Native command support for Apache and NSAPI would remain as is, by wrapping a "generated" XML RequestMap as they do now. So the goal here is only for an alternative syntax that would allow for the generation of that XML.
The sanest way of structuring this that I can think of, which actually introduces an interesting construct that the XML doesn't handle, is to have a set of "named" sections defining the RequestMap properties to attach, and then link to those sections from within the virtual host sections based on the path information to apply them to.

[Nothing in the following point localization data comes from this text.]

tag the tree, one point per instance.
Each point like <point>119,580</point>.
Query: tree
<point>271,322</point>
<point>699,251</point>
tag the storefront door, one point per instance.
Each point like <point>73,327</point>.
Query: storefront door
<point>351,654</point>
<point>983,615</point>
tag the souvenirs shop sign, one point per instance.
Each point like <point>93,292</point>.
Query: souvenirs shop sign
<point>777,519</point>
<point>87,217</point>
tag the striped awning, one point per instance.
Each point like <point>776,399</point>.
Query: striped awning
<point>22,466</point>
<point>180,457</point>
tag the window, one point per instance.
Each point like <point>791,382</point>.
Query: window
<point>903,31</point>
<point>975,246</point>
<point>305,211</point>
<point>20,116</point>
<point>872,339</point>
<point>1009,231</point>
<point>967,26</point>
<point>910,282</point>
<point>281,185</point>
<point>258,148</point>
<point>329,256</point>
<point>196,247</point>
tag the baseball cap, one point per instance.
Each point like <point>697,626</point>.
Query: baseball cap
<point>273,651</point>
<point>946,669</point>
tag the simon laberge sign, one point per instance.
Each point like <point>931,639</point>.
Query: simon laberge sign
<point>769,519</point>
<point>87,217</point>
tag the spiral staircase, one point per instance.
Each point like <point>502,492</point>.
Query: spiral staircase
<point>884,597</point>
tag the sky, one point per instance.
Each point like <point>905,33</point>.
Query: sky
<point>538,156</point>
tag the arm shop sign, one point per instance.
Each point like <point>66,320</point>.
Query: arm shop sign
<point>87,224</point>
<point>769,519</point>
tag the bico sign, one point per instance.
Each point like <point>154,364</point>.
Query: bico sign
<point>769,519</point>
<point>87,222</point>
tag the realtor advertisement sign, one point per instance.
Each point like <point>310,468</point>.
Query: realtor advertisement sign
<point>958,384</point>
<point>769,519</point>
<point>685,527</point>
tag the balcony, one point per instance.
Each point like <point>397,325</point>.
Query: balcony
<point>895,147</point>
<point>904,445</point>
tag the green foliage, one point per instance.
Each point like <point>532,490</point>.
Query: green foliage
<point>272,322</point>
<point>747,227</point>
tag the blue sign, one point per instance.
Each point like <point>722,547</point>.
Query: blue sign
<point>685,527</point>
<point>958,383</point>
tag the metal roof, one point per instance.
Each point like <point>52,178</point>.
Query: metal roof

In other words, a section called protected could have key/value pairs like requireSession=1 and exportAssertion=1 (same as current options), establishing the settings that are in effect. Within the virtual host section, any "unknown" key values could be treated as path expressions whose value would be "protected", mapping them to the necessary section. The hardest part would be dealing with overlapping paths, since the XML format doesn't detect that, but it should be possible with some work. Regular expressions could be signaled with a '~' character, and would generate a PathRegex rule in the XML.